Im zweiten Teil des Online-Gschichtls widmet sich Michael Schiebinger diesmal der Gründung der Freiwilligen Feuerwehr und ihrer weiteren Entwicklung – auch diesmal war Heribert Schutzbiers Festschrift aus dem Jubiläumsjahr 1982 eine willkommene Quelle.
Im letzten Drittel des 19. Jahrhunderts wurden in vielen Gemeinden unserer Gegend Freiwillige Feuerwehren gegründet, ein Trend, der von den Städten und größeren Märkten ausgegangen war. Im November 1881 trat ein Gründungsausschuss zusammen, diesem gehörten bekannte Honoratioren der Marktgemeinde an, so u.a.
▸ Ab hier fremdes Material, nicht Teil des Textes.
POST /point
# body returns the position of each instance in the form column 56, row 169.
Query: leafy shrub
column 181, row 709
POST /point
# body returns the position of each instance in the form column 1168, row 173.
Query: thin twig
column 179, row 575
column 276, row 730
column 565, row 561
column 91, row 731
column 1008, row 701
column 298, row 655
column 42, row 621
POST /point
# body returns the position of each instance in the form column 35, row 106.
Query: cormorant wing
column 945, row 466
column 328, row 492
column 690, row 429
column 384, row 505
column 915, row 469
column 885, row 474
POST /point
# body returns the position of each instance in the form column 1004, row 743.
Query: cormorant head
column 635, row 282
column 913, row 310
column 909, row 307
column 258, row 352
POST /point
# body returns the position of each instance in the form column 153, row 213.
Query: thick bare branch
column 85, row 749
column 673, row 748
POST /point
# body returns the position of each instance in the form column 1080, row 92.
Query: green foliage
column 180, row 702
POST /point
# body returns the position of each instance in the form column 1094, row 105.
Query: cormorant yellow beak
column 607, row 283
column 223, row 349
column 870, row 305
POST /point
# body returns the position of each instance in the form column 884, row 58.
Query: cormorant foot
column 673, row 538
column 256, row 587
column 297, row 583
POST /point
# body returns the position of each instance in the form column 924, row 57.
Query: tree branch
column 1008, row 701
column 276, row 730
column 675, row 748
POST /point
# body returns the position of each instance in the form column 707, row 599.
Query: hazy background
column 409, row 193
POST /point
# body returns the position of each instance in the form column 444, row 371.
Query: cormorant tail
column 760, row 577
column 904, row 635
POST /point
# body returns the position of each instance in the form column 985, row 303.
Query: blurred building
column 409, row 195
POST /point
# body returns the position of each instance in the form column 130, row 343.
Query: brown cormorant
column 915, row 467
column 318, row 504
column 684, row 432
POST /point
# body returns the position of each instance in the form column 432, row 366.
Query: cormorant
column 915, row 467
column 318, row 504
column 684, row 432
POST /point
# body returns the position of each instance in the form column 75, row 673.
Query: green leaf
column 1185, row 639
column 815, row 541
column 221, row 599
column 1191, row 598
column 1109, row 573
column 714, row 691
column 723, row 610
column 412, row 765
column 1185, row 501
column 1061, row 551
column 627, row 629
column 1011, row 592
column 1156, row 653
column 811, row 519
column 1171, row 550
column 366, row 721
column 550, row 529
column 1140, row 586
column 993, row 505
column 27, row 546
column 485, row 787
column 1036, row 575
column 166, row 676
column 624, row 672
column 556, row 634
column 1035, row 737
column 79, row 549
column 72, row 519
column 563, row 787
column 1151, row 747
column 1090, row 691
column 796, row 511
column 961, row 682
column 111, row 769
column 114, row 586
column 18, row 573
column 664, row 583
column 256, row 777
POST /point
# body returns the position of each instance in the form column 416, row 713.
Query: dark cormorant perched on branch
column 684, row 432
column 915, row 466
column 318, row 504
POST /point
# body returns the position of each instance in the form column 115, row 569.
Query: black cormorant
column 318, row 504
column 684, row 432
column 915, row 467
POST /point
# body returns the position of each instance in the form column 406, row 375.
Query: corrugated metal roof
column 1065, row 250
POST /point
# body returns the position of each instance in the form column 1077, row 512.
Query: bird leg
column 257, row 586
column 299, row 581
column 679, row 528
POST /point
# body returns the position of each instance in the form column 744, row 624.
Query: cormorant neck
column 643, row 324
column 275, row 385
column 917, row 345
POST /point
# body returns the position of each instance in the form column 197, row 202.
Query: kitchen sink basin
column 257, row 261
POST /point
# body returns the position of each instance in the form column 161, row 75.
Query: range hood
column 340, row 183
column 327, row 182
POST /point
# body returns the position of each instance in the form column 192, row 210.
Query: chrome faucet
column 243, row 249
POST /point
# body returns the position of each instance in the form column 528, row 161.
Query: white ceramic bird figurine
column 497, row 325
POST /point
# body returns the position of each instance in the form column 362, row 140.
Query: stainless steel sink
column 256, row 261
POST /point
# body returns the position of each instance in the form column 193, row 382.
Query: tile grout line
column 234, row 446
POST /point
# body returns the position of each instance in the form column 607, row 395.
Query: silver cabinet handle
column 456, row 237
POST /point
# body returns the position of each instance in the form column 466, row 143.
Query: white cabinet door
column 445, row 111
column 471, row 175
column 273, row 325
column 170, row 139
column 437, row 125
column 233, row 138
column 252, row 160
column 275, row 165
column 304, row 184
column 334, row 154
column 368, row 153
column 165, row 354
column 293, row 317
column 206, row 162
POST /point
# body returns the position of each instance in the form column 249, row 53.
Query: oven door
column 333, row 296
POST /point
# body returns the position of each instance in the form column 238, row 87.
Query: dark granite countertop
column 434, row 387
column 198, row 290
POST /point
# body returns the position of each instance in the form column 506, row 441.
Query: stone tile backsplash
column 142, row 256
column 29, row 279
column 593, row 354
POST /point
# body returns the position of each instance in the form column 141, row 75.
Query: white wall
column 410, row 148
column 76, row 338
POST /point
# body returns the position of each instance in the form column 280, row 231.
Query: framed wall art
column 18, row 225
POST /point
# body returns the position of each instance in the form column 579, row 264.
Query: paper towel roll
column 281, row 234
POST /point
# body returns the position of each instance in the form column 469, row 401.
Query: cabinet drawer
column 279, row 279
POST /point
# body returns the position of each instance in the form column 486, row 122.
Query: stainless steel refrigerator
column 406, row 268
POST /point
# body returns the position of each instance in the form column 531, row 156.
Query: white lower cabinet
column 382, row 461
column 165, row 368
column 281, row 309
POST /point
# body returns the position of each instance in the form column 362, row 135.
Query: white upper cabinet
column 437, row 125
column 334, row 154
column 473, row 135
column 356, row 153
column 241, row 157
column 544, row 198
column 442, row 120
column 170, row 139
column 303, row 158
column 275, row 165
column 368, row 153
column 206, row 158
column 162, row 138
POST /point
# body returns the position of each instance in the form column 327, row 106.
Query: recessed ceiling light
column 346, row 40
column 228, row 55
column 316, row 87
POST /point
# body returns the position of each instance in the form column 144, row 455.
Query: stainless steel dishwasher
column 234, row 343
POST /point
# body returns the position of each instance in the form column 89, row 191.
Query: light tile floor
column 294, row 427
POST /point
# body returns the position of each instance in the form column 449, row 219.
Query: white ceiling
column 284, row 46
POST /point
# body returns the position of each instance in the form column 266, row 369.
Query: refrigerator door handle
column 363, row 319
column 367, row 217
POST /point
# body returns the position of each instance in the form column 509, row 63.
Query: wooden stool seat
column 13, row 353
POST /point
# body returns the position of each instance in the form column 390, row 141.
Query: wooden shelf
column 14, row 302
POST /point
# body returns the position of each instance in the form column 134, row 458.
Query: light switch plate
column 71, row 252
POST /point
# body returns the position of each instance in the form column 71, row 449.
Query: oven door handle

Mediziner Josef Wache, Apotheker Paul Tacina, Baumeister Friedrich Sollak jun. und Bürgermeister Franz Ludescher. Am 16. Dezember 1881 wurden die ausgearbeiteten Statuten für die Freiwillige Feuerwehr Mannersdorf vom Gemeinderat gebilligt. Die offizielle Gründung wurde dann am 16. Jänner 1882 von der niederösterreichischen Statthalterei bescheinigt und das erste Kommando unter Karl Stummer nahm seine Tätigkeit auf. Als Gründungszweck wurde der koordinierte Rettungs- und Löschdienst bei Feuergefahr angesehen, nicht nur für Mannersdorf, sondern für alle Nachbarorte im Umkreis von 7 Kilometern! Von den Kameraden selbst wurde ein „ehrenhaftes, männliches Betragen“, Pünktlichkeit, Ruhe und strenger Gehorsam erwartet.
1885 wurden die ersten Geräte angeschafft, Spritzen und Schläuche, auch das erste Gerätehaus wurde nun errichtet und zwar mit einem hölzernen Schlauchturm von Andreas Einramhof. Nach sieben Jahren verließ Kommandant Karl Stummer Mannersdorf Richtung Orth an der Donau, sein Nachfolger wurde Johann Kopf. Unter dessen Ägide wurden weitere Leitern und Schläuche angekauft und 1892 der Bezirksfeuerwehrtag in Mannersdorf abgehalten. 1902 kam es dann zur Gründung einer eigenen Feuerwehrkapelle. Vier Jahre später übergab Kopf das Kommando an Friedrich Sollak, 1907 übernahm dessen Wehr auch den Rettungsdienst in Mannersdorf. Unter Sollak konnte auch eine neue Dampfspritze angekauft werden, für die das Gerätehaus nach Westen erweitert wurde.
Während des Ersten Weltkrieges musste ein Großteil der Mannschaftsmitglieder einrücken, sodass der Betrieb der Feuerwehr nur bedingt aufrechterhalten werden konnte – vier Kameraden kamen nicht mehr aus dem Krieg zurück. In der Ersten Republik übernahm die Wehr nun auch die Feuerwache im Kino, während Kommandant Sollak 1921 an Matthias Pillitsch übergab. Zwei Jahre später durfte die Mannersdorfer Feuerwehr sogar in einem Film über das Feuerwehrwesen mitwirken! Neben dem Ankauf einer Motorspritze im Jahr 1928, wird auch die Zusammenarbeit mit den Nachbarwehren intensiviert.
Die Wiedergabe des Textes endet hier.